Mike O'Callaghan is the Las Vegas Sun executive editor.
The United Nations representative got out of his helicopter and looked like he wanted to leave immediately and return to his expensive house in Tegucigalpa. The one person he didn't want to see sitting on a rock waiting for him was me with my camera. Two days earlier he and other United Nations High Commissioner for Refugees officials had made it clear the press wouldn't be allowed to watch the removal of 900 women, babies, disabled and elderly Nicaraguan Resistance refugees from their Pista Nueva camp in the jungles of Bocay, Honduras.
Little did those U.N. officials realize that on an early May 1990 morning I would later follow them to the barren camp near Las Vegas, Honduras, where they were dumping the refugees. They didn't want more pictures of 1,500 refugees living in 37 tents without walls and few supplies. The refugees had been living much better in the jungles.
So why did these people allow themselves to be taken to a dusty field near Las Vegas? Because the United Nations High Commissioner for Refugees gave them three choices. They could stay where they were and starve, attempt the 20- to 30-day hike through the jungles into a safe area in Nicaragua, or go to the refugee camp near Las Vegas. The first two choices would have meant certain death for babies and little children because the trek is at least 15 days for a healthy combat soldier.
This was the beginning of a high-level investigation that, despite all of the sugarcoating, resulted in some action by the U.S. State Department. What seemed to bother both U.N. and U.S. officials more than the condition of the refugees was how I had made my way into both Bocay and Las Vegas that day.
If I had wanted to answer them it would have been about a fellow Nevadan named Tim Brown. Brown, a graduate of UNR, was on special assignment in the diplomatic service where he spent 27 years following 10 years as a U.S. Marine. He and a couple of close associates, who are still in the State Department, were assigned as liaisons with the Nicaraguan Contras operating out of Honduras.

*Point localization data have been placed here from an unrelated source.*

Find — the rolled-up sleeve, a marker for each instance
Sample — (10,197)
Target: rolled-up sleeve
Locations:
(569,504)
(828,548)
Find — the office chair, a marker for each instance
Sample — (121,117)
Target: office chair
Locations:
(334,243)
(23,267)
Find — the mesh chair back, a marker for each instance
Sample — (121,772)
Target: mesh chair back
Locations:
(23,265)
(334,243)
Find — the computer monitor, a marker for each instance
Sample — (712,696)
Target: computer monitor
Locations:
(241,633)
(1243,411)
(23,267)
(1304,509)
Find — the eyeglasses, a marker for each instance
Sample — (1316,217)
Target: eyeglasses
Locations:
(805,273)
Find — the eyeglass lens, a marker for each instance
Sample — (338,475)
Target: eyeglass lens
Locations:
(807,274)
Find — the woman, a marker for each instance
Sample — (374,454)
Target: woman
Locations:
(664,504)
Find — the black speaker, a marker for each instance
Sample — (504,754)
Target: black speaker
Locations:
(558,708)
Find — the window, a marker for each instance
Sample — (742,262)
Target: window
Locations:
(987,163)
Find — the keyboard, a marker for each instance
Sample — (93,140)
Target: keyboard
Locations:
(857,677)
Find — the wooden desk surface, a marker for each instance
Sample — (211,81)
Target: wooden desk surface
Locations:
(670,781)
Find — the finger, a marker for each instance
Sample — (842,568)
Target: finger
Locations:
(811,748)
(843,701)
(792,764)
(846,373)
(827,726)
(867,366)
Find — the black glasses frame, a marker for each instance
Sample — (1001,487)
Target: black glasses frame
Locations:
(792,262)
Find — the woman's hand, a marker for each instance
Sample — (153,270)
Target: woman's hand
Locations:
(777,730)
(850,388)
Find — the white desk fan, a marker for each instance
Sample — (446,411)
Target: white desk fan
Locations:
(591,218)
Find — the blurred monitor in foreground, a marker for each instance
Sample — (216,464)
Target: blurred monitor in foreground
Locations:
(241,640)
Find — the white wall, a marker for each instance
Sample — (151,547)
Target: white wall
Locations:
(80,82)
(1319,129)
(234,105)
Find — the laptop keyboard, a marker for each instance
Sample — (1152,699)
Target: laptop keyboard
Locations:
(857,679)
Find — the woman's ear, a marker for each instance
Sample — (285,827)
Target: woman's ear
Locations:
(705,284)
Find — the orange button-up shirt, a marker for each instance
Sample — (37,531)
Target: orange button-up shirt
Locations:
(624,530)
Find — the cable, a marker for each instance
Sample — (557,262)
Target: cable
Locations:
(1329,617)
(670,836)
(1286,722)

Nevada's Sen. Harry Reid and I met with Brown and other diplomats a couple of years earlier and were impressed with his knowledge. Later, during several trips into the jungle to meet with different groups of Contras in combat, my evaluation of Brown went even higher. The Contras trusted him then and they still do.
"When the AK-47s Fall Silent" is a book just published by the Hoover Institution Press at Stanford University. It's edited and translated by Brown and tells the firsthand stories of "Revolutionaries, Guerrillas, and the Dangers of Peace." Without a doubt, this man, now living back in Northern Nevada, has written a true and exciting history that everybody should read. I can't imagine a university course about Central America not including it as required reading.

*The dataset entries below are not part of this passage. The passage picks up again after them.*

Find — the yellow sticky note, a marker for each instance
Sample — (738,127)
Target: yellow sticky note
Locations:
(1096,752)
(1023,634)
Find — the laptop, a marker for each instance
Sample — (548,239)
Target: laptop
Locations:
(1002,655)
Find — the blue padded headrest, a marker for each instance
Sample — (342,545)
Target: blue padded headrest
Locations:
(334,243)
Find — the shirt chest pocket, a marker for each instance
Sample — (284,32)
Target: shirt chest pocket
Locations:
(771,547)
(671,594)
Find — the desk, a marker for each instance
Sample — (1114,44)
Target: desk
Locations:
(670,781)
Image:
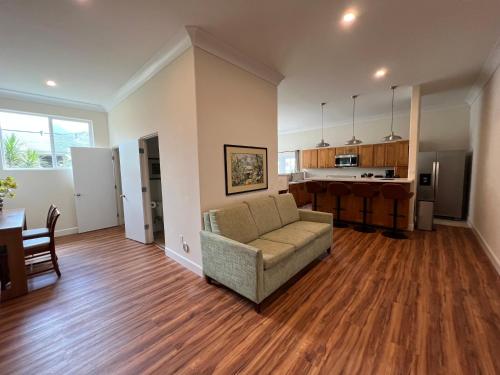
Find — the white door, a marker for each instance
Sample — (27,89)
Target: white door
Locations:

Former mayor of Mexico City and international political figure Cuauhtemoc Cardenas has written the foreword for Brown's book. Essays by diplomats, military leaders and politicians with differing points of view make it great reading.
Three years ago I again traveled into Northern Nicaragua with Brown as he interviewed the people who fought in the jungles. They gave him records and told stories that will only be made public when his future books are published. After all of these years he is still the person they trust the most.
Brown's book is not only good history, it's also good reading.